The Commonwealth Transportation Board shall only issue the bonds for Category 3 projects in an amount or amounts necessary to expedite or complete the Category 3 projects if the following conditions are satisfied: (i) at least two of the jurisdictions participating in the Northern Virginia Transportation District Program have entered into a contract pursuant to § 58.1-815.1 and (ii) the governing bodies of at least five of the jurisdictions participating in the Northern Virginia Transportation District Program and comprising a majority of population of the jurisdictions participating in such Program have adopted resolutions endorsing the proposed sale or sales of bonds to support the Category 3 projects.
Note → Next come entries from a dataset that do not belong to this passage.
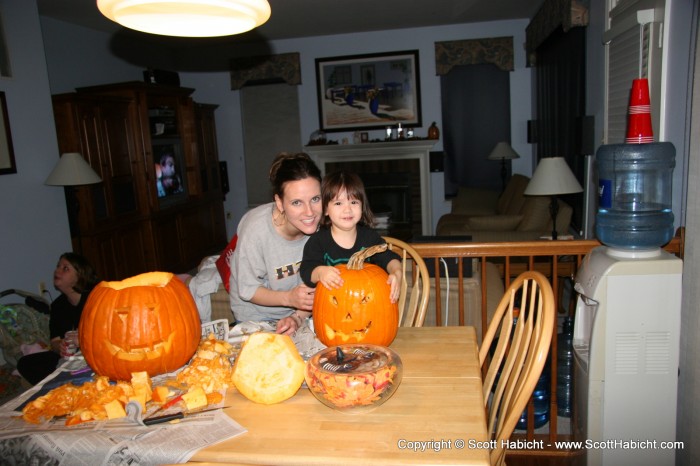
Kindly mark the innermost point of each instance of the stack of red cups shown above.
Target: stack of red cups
(639, 129)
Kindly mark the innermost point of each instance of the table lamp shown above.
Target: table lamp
(70, 171)
(503, 152)
(552, 177)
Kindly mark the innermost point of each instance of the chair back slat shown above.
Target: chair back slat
(411, 313)
(525, 317)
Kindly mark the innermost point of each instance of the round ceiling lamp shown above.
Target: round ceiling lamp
(187, 18)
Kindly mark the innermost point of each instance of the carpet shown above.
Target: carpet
(10, 385)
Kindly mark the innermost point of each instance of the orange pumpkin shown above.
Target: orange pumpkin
(144, 323)
(361, 310)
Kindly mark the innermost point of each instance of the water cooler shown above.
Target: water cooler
(626, 345)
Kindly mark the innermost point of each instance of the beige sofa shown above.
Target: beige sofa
(508, 216)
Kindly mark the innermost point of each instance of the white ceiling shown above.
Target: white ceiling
(304, 18)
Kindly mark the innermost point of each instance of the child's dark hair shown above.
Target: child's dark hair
(334, 183)
(164, 158)
(87, 277)
(291, 167)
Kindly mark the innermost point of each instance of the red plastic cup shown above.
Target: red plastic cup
(639, 130)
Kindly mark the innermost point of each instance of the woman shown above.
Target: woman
(74, 277)
(265, 283)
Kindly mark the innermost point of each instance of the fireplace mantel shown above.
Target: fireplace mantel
(418, 149)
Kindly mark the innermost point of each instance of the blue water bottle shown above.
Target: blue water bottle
(634, 195)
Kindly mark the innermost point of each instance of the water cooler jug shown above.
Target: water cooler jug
(634, 195)
(626, 351)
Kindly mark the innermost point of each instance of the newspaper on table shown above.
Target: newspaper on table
(126, 440)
Such contracts and resolutions shall remain in force so long as any debts or obligations for Category 3 projects remain outstanding.

The work identified as Category 4 projects to be funded from the Northern Virginia Transportation District Fund, to the extent there are sums in excess of the amount needed to pay debt service on the Bonds in a given fiscal year, is as follows:

Category 4 projects

Such projects as may be concurred in by the local jurisdictions participating in the Northern Virginia Transportation District Program, as evidenced by resolutions adopted by an affirmative vote of each of the jurisdictions participating in the Northern Virginia Transportation District Program and subject to such guidelines and conditions as may be promulgated by the Commonwealth Transportation Board.

The Bonds shall be issued by the Commonwealth Transportation Board and sold through the Treasury Board, which is hereby designated the sales and paying agent of the Commonwealth Transportation Board with respect to the Bonds. The Treasury Board's duties shall include the approval of the terms and structure of the Bonds. In the event the aggregate principal amount of the issuance, for the projects and amounts authorized by the 1994 amendments to Chapter 391 of the Acts of Assembly of 1993, is less than $127,000,000, the Commonwealth Transportation Board shall cause each Category 1 project to be shared in the reduced issuance by reducing the proceeds of the Bonds for each of the Category 1 projects on a pro rata basis.

8. That the amount of Commonwealth of Virginia Transportation Contract Revenue Bonds issued shall be limited to $466,200,000 through June 30, 2000. Not later than December 1, 1999, the Commonwealth Transportation Board shall present to the Governor and General Assembly a detailed plan with regard to the timing, debt service schedule and sources of repayment for the authorized bonds in excess of $466,200,000 and such bonds shall not be issued until an appropriation for the debt service thereon has been approved by the Governor and General Assembly.

9. That if any part of this act or the application thereof to any person or circumstance is held invalid by a court of competent jurisdiction, such holding shall not affect the validity of the remainder of the provisions or applications of the act which can be given effect without the invalid provision or application, and to this end the provisions of this act are severable.